MARKETS-OIL (UPDATE 3)
* First storm of Atlantic hurricane season may be developing

* Coming Up: Group of 20 meeting at the weekend

* For a technical view, click:

(Recasts with price decline, adds stock markets context)

By Ikuko Kurahone

LONDON, June 25 (Reuters) - Crude slipped on Friday, mainly depressed by ample supply but underpinned by a Caribbean storm which might move towards the Gulf of Mexico, where oil facilities are clustered and BP continues to fight an oil spill.

Worries about the fragility of global economic recovery ahead of a summit of Group of 20 nations was additionally weighing on prices and overshadowing global markets.

By 0855 GMT, U.S. crude futures fell 34 cents to $76.17 a barrel, heading for the first weekly decline in three weeks. Brent crude futures fell 47 cents to $76.00.

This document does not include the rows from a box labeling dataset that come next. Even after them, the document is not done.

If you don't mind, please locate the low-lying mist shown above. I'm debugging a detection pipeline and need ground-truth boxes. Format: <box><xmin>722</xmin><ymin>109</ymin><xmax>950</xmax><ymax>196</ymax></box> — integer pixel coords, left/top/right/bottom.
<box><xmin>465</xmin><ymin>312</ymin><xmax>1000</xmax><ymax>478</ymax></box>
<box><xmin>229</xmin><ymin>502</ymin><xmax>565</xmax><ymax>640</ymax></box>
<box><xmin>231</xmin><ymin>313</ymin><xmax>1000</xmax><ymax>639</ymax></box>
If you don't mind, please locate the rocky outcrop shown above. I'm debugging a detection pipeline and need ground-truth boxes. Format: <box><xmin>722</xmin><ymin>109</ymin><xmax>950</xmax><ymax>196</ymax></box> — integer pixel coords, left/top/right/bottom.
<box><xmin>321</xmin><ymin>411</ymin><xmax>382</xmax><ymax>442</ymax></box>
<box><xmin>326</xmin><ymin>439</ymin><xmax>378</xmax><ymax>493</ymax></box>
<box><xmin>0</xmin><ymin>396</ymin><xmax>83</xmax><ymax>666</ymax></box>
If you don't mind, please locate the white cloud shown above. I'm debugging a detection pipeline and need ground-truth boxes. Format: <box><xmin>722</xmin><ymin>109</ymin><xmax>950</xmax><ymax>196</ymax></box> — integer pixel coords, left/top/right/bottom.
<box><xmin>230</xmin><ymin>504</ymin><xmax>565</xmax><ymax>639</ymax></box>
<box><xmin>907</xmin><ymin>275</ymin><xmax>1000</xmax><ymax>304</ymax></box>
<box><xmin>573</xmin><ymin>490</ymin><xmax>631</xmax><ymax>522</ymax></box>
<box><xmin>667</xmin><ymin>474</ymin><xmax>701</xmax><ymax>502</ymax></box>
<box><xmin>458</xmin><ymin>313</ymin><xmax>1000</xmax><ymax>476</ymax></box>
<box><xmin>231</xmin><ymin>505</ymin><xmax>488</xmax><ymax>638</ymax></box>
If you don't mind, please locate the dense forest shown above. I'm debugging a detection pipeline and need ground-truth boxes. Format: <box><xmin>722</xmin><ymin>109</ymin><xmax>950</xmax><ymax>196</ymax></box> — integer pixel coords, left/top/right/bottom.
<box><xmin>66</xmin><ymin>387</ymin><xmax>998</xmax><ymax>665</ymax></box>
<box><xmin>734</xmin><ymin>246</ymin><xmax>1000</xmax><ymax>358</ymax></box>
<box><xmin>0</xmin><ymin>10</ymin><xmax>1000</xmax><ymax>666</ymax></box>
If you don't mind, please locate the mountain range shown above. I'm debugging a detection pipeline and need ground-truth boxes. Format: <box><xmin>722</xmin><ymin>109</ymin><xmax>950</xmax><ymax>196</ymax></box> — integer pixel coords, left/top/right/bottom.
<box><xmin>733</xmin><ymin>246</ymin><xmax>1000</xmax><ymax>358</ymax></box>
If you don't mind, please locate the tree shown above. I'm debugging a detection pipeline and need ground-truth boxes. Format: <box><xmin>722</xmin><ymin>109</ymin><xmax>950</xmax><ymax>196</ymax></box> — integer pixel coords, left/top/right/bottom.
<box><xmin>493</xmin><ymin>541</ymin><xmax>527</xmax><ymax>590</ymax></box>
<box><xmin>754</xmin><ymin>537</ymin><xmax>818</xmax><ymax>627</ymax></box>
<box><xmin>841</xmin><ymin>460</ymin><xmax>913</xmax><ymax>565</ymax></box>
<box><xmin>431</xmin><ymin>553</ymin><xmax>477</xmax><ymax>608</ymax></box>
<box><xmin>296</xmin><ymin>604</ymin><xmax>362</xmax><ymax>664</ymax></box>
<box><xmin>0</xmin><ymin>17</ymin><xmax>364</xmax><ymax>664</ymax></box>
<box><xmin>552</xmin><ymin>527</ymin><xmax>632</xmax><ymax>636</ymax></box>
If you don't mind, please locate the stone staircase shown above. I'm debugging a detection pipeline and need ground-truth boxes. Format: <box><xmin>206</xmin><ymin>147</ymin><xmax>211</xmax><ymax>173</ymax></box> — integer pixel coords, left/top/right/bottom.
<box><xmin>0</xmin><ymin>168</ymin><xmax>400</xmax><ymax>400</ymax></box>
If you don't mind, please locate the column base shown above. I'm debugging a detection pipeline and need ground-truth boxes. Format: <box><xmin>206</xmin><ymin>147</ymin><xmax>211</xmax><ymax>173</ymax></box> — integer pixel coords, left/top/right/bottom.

"Two topics are dominating today. One is a hurricane is forming now, which is supportive to the market. And we have a looming problem of very high inventories world wide, which offsets the support and is putting prices in a very tight range," said Andy Sommer, energy market analyst with EGL in Switzerland.

"The market is of course watching the G20 meeting and the Chinese yuan situation."

Ahead of the G20 summit, MSCI's all-country world index was down 0.2 percent, heading for a 2.7 percent weekly loss. European shares were bucking the trend, however, with the FTSEurofirst 300 up 0.3 percent after three days of losses.

The dollar made little headway.

SEASON'S FIRST STORM

In the United States, the world's top oil market, crude oil and product inventories remain much higher than a year earlier levels.

High inventory levels can provide a cushion to reduce price spikes should bad weather cause supply disruptions. This was the case when deadly hurricanes Katrina and Rita hit the U.S. Gulf of Mexico in 2005.

To kick off the Atlantic hurricane season, a tropical system over the western Caribbean has a high chance of developing into a tropical depression over the next couple of days as it moves toward the oil-rich Gulf of Mexico, the U.S. National Hurricane Center and other weather forecasters said on Thursday.

All weather models project the system will cross Mexico's Yucatan Peninsula over the next few days. After that, most forecasts still expect the wave to turn northwest and hit land near the Texas-Mexico border.

But some models now expect the wave to turn northeast toward Florida and the eastern Gulf of Mexico close to where BP Plc is trying to clean up its massive oil spill.